Perjalanan 101 Tahun
Terbit pertama kali pada tahun 1915 (1333 H), Sworo Moehammadijah hadir tiap bulan menggunakan bahasa dan huruf Jawa. Ukuran majalah 13×20 cm. Volume terbit tertulis di pojok kiri atas: Tahun I. Tahun terbit tertulis di tengah atas: Dzulkaidah 1915/1333. Nomor edisi tertulis di pojok kanan atas: no. 2. Inilah dokumen tertua yang dimiliki Pusat Dokumentasi SM hingga kini.
Dalam box redaksi SM no. 2 Tahun I tertulis beberapa nama: H. Ahmad Dahlan, H.M. Hisjam, R.H. Djalil, M. Siradj, Soemodirdjo, Djojosugito, dan R.H. Hadjid. Pengelola administrasi H.M. Ma’roef dibantu Achsan B. Wadana. Rubrikasi pada tahun pertama sudah cukup bervariasi. Selain terdapat rubrik Redactie (Salam Redaksi), pada kolom ketiga berisi tulisan dengan judul: ”Keterangan Agama Islam.” Pengarangnya menggunakan inisial H.A.D. yang menurut H. Ahmad Basuni disinyalir sebagai Haji Ahmad Dahlan. Terdapat pula rubrik artikel agama dengan judul ”Bab Najis”, tetapi tanpa identitas penulis. Selanjutnya, terdapat artikel-artikel lain seperti: ”Keterangan Bab Bulan”, ”Bab Khitan”, dan ”Ilmu Sejati.” Masing-masing artikel tersebut ditulis tanpa identitas penulis. Adapun artikel ”Sadakah atau Selamatan” terdapat identitas penulis menggunakan inisial HS, yang menurut H. Ahmad Basuni, disinyalir sebagai Haji Syuja’.

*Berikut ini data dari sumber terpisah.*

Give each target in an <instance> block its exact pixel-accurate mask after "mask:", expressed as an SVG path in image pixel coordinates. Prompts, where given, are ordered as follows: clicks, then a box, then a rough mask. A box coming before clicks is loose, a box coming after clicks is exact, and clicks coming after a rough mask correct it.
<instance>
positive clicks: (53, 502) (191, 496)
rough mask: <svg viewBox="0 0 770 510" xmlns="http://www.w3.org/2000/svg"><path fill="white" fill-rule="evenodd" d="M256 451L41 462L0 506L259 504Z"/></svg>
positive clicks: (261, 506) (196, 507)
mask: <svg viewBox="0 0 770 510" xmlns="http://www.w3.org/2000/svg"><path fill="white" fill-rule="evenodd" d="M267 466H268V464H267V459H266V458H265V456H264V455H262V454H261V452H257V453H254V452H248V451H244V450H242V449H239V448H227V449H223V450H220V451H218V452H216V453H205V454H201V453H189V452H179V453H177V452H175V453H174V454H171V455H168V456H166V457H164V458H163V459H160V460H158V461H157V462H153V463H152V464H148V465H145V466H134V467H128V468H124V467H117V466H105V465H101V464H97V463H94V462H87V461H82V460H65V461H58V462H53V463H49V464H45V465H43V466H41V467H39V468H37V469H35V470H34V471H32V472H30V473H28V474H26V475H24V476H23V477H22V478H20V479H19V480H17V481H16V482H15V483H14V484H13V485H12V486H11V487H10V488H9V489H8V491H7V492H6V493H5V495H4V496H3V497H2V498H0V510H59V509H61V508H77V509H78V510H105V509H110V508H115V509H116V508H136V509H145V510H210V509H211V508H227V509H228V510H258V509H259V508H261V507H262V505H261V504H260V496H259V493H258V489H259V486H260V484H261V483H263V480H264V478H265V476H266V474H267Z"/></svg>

SM tahun I (1915) dan II (1916) dicetak di Drukkerij Srie Paku Alaman. Kini, percetakan ini sudah tinggal kenangan. Berdasarkan sumber-sumber sejarah, percetakan ini telah mencetak beberapa media massa yang cukup banyak berperan dalam masa pergerakan pada tahun 1930-an. Di antara media massa yang dicetak di Percetakan Srie Pakualaman adalah surat kabar Damai, Soeara Boemipoetra, Rasa Doenia, dan Doenia Baroe. Tiga nama surat kabar terakhir inilah yang cukup populer dalam catatan sejarah nasional karena dipimpin oleh seorang tokoh pergerakan yang berasal dari keluarga Pakualaman, yaitu R.M. Soerjopranoto. Kini, media massa yang pernah dicetak di Percetakan Srie Pakualaman sudah tinggal nama, kecuali SM yang hingga kini justru semakin meluaskan jaringan distribusinya.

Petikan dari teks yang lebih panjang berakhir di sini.